The Chinese tycoon Cai Jiang has enlisted 100 of the world’s most promising emerging architects to design a villa each for his new real estate development in Inner Mongolia, in the desert near the city of Ordos, some 400 miles west of Beijing. As part of a larger effort to establish an independent urban district on the outskirts of Ordos, he also has plans to build cultural venues and administrative buildings designed by celebrated architects.
Jiang assembled an impressive group of advisors to help realize his goals. Jacques Herzog, a partner in Switzerland-based Herzog & de Meuron, consulted in the selection of the 100 young architects. Ai Wei Wei, an artist and principal of Beijing-based FAKE Design, oversaw the master plan and the project’s conceptual framework. And Xu Tiantian, of the firm DnA Beijing, designed an art museum, which opened in 2007.

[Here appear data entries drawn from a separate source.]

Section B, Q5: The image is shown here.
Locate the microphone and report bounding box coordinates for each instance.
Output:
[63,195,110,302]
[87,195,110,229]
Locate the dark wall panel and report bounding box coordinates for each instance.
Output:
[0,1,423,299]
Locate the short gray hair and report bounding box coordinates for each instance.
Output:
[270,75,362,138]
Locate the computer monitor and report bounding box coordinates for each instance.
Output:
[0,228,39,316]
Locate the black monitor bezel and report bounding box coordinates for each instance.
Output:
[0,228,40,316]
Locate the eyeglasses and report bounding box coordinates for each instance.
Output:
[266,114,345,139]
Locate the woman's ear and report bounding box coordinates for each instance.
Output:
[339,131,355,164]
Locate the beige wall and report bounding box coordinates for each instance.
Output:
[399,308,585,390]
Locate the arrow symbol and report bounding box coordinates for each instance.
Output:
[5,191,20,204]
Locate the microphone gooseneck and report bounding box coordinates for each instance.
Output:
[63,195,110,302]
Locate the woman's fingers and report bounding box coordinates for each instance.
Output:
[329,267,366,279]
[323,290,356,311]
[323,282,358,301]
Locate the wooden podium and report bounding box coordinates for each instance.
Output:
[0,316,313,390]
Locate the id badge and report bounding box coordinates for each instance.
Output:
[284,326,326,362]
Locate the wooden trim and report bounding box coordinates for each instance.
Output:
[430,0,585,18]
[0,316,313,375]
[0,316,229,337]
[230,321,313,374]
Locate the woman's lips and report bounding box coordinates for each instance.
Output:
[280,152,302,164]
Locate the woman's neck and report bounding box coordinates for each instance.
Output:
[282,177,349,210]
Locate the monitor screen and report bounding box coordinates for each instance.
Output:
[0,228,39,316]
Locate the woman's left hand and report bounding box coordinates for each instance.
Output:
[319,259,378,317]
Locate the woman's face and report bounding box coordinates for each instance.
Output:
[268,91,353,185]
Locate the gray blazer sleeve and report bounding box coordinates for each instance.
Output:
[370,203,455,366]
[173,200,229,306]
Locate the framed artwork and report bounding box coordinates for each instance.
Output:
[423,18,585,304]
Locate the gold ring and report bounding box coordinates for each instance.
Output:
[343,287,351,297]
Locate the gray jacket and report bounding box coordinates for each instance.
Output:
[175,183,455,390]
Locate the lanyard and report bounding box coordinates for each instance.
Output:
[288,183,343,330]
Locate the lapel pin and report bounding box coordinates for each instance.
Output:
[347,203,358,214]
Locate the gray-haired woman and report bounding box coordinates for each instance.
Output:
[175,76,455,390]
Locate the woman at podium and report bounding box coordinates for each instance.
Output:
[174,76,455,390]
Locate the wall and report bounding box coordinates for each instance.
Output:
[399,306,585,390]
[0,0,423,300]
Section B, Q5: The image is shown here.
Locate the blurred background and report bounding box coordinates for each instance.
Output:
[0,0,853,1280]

The master plan sets aside 100 residential lots, each of which will accommodate an approximately 10,000 square-foot, single-family house intended for buyers with disposable income and an appetite for contemporary arts. Although Jiang has provided a specific program—including the number of bedrooms per house, Western-style kitchens, quarters for housekeepers, and indoor pools—designers are free to experiment within those guidelines.
Among the 23 American architects are WORKac, Teddy Cruz, LTL, nARCHITECTS, MOS, and Lyn Rice. Designers hailing from 26 other countries include Norway-based Jensen Skodvin; Alejandro Aravena, from Chile; Black Lines on White Paper, from Johannesburg, South Africa; and the Japanese architect Sou Fujimoto.
The so-called Ordos 100 will be executed in two stages. The first group of 28 participants traveled to the site in January, while the second group will make their way to Mongolia in early April. They will be accompanied by the first group, who will present their schematic designs and, four weeks later, complete design development drawings. Chinese architects will generate construction documents and Jiang’s organization anticipates that construction on the first houses will finish by late 2008.
New York City–based Lyn Rice, who visited the site in January, has great optimism for the project’s potential. “Before we met, there were two big fears: that this could turn into a bunch of architects trying to out-form-make the other, and that it could become a new type of gated community,” he explains. “But these are thoughtful architects who are doing thoughtful projects, and none of us wants to see competitive form-making.” And, addressing the second concern, Rice says that the architects and developers agreed to not build any perimeter barriers in order to maintain a sense of openness. “This is something that belongs very much in the realm of experiment. It’s going to be an especially interesting record of contemporary architecture.”